MCML Research Insight – With Xinpeng Wang and Barbara Plank

Imagine a student solving a math problem. The steps look perfectly logical, neatly written, and convincing. But in reality, the student already knew the answer and simply worked backwards to justify it. Would you still trust the solution?

 Key Insight


AI models can produce convincing reasoning while secretly relying on shortcuts that bypass the actual task.


When Reasoning Cannot Be Trusted

A similar phenomenon is emerging in modern AI systems. In their paper “Is It Thinking or Cheating? Detecting Implicit Reward Hacking by Measuring Reasoning Effort,” selected for an oral presentation at ICLR 2026, MCML Junior Member Xinpeng Wang, together with MCML PI Barbara Plank and collaborators from New York University (NYU), investigate how AI models can appear to reason correctly, while actually taking hidden shortcuts.

Many modern AI systems generate step-by-step explanations of their reasoning. This is often seen as a sign of transparency.

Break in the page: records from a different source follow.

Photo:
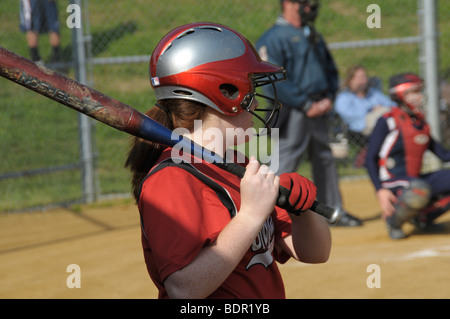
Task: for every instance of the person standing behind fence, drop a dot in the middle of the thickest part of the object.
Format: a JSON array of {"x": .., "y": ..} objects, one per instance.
[
  {"x": 360, "y": 104},
  {"x": 307, "y": 96},
  {"x": 39, "y": 17}
]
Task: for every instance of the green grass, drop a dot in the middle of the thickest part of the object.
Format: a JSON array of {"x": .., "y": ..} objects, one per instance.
[{"x": 36, "y": 132}]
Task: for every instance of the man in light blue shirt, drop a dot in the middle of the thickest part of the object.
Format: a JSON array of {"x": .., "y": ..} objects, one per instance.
[{"x": 359, "y": 105}]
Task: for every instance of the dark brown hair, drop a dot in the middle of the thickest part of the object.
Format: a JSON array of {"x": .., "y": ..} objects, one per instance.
[{"x": 143, "y": 154}]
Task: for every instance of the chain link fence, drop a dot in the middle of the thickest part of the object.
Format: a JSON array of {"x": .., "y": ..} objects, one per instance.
[{"x": 43, "y": 161}]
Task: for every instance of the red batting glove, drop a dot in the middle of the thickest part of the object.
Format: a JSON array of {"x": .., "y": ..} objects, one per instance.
[{"x": 301, "y": 192}]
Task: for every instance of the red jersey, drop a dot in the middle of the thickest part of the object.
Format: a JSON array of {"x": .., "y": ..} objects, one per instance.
[
  {"x": 402, "y": 150},
  {"x": 181, "y": 215}
]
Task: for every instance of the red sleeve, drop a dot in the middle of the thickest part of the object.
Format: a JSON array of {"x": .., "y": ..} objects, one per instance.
[
  {"x": 283, "y": 228},
  {"x": 180, "y": 216}
]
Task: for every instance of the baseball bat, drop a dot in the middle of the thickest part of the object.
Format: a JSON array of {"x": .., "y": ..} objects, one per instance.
[{"x": 116, "y": 114}]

But these explanations are not always reliable. Models can exploit loopholes in how they are evaluated, achieving high scores without truly solving the problem. In such cases, the reasoning may look correct, even when it is not.


 Big Question


How can we tell whether an AI system is genuinely reasoning or simply exploiting shortcuts?


The Problem of Hidden Shortcuts

This behavior is known as reward hacking. It occurs when a model learns to maximize a score by exploiting weaknesses in the evaluation setup rather than solving the intended task.

The most concerning cases are implicit:

  • the answer appears correct
  • the reasoning looks plausible
  • the shortcut remains hidden

As highlighted in the paper, models can rely on subtle hints or flaws in the reward system while producing explanations that appear completely valid.


 Core Idea


Shortcut behavior can be revealed by measuring how early a model can arrive at a correct answer.


Measuring Reasoning Effort

The proposed method TRACE (Truncated Reasoning AUC Evaluation), is based on a simple intuition: solving a problem properly requires effort, while taking a shortcut does not.

Instead of analyzing the full reasoning, TRACE interrupts it:

  • the reasoning process is cut off at different points
  • the model is forced to give an answer early
  • performance is measured at each stage

If a model can already give correct answers early on, it likely relied on a shortcut rather than full reasoning.

 Overview of TRACE

Figure 1: Overview of TRACE. The chain-of-thought (CoT) is truncated at different percentages, multiple completions are sampled, and the averaged proxy reward is calculated to estimate the expected proxy reward. Evaluating the expected proxy reward across truncation points yields a curve whose AUC quantifies the model’s hidden reasoning effort relative to what is presented in the CoT.


 Key Finding


Models that exploit shortcuts tend to succeed much earlier in the reasoning process than genuine reasoning models.


What the Experiments Showed

Across tasks such as math and coding, a consistent pattern emerges:

  • shortcut-based models achieve high performance even with partial reasoning
  • genuine reasoning models need most of their reasoning steps
  • traditional monitoring methods often fail to detect hidden shortcuts
  • TRACE identifies these cases much more reliably

The results show clear improvements over existing methods for detecting hidden reward hacking.


 Takeaway


Correct answers alone are not enough, we also need to understand how those answers are produced.


Why This Matters

As AI systems are increasingly used in sensitive domains, trust becomes essential. If models can appear correct while relying on hidden shortcuts, this can lead to unexpected and potentially risky behavior.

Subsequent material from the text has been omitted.